La campagne pour la présidentielle du 29 juillet prochain est officiellement ouverte depuis hier dimanche. Sans perdre une minute, serait-on tenté d’écrire, deux des 24 candidats admis à compétir par la Cour constitutionnelle sont entrés en lice de façon spectaculaire. Il s’agit du président-candidat IBK et de son cadet et non moins rival de toujours, Soumaïla Cissé.
Le premier a choisi l’emblématique stade du 26 mars pour sa sortie inaugurale et ce n’est sans doute pas un hasard. Il a souci d’effacer le détestable souvenir des 60 à 80.000 personnes revendiquées par les partisans de son concurrent le plus redouté lors de l’investiture de ce dernier, en y drainant une foule bien plus importante.
Le second, pour sa part, a opté pour une marche qui mobiliserait un nombre impressionnant de ses adeptes et sympathisants sur le boulevard de l’indépendance. A l’image, probablement, de ” la marée des manifestants “ du 8 juin dernier.
La vigueur de l’entrée en scène des deux hommes n’est pas pour surprendre. Ils ont en commun des atouts qui les destinent à jouer un rôle majeur dans cette élection.
Ils sont tous deux de hautes figures de la politique malienne des trois dernières décennies, ce qui leur vaut une clientèle et une influence toutes spéciales.
L’un et l’autre sont adossés à des partis politiques, le RPM pour IBK, l’URD pour Soumaïla Cissé, bien implantés sur tout le territoire national.
Ils sont soutenus par des plateformes électorales comprenant plusieurs dizaines de partis politiques, des centaines d’associations de la société civile, de mouvements, de clubs, de personnalités de premier plan.

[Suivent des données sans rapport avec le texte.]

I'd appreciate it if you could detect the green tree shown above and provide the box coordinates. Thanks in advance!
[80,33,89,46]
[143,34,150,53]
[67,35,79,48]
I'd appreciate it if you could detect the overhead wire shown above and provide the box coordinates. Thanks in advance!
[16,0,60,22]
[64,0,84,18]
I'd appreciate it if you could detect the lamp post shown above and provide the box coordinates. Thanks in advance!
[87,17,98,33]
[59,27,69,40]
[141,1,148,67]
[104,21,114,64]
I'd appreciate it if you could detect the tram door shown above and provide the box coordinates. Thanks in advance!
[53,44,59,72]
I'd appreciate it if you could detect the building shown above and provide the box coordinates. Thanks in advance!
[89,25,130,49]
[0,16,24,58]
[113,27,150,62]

Ils possèdent enfin la logistique et les moyens financiers de leur ambition. Autant d’avantages qui leur procurent une longue d’avance sur les autres candidats.
A noter toutefois qu’IBK a subi, ces derniers temps, une décote liée à son bilan mi-figue mi-raisin, à la perte d’une large part de ses soutiens politiques et religieux. Il peut compter cependant sur une contre-partie de taille: l’appui des paysans, singulièrement les cotonculteurs que lui garantit le plus puissant d’entre eux : Bakary Togola. Le patron de l’APCAM lui a promis la victoire dès le premier tour et il ne lésinera pas sur son immense fortune pour tenir cette promesse.

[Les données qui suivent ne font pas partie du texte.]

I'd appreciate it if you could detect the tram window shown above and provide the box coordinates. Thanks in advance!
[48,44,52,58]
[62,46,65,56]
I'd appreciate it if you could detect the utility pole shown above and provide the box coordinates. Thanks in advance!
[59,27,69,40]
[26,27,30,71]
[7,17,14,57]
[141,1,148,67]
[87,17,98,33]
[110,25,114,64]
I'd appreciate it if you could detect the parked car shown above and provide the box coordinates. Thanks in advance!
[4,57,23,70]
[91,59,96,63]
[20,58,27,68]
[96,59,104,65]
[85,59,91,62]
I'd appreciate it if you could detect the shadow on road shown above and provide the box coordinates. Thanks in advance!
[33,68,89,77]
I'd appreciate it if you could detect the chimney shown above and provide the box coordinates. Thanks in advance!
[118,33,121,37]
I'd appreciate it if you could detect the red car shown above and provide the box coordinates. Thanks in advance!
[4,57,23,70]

A l’opposé, Soumaïla Cissé peut compter sur le concours de la jeunesse urbaine emmenée par le CDR de Ras Bath. Il a vu aussi ses rangs renforcés par le ralliement d’anciens ministres et hauts fonctionnaires, d’ex-rebelles kidalois, d’artistes de renom comme Salif Keïta et Guimba national.
Tout n’est pas perdu pour autant pour les autres candidats. Certains d’entre eux détiennent des cartes pour réaliser un bon score. Voire créer la surprise.
C’est le cas de Aliou Boubacar Diallo. Ce novice en politique (il est le promoteur de l’ADP-Maliba qui en est à sa cinquième année d’existence) a le soutien du Cherif de Nioro. Ce qui peut conforter sa position eu égard à l’influence du guide des hamallistes qui s’étend bien au-delà du Sahel occidental. Dans un environnement où la population éprouve le sentiment que les politiques ont abdiqué devant les leaders musulmans et qu’ils sont désormais à leur remorque, tout devient possible.
Cas également de Housseyni Amion Guindo. Son parti, la CODEM, a fait bien du chemin depuis sa création, il y a un peu plus de dix ans. Aux communales de 2016, il s’est arrogé 705 conseillers dont 38 maires. Il se prévaut d’une couverture territoriale de 95% à Ségou, 74% à Koulikoro, 63% à Sikasso, 50% à Gao, 38% à Tombouctou, 34% à Kayes et 18% à Mopti.
Ces derniers jours, Poulo a obtenu le ralliement de l’ex-rébellion kidaloise (CMA) à sa candidature, ce qui, outre les voix qu’il pourra lui apporter dans l’adrar des Ifoghas, est susceptible de booster son score à l’échelle nationale, le retour de la paix et de la sécurité étant le voeu le plus cher de nos concitoyens.
Modibo Sidibé fait partie des candidats jouissant d’un crédit indiscutable. Son parti, les Fare Anka Wuli, n’est peut-être pas implanté dans tout le Mali mais il a su mettre en place, lui aussi, une plateforme qui pourrait relativement compenser cette faiblesse. Il a surtout beaucoup voyagé ces derniers mois et la campagne de proximité qu’il a choisi de mener à travers villes et campagnes pourrait produire des résultats à la hauteur de ses attentes.
Autant dire que les paris sont ouverts.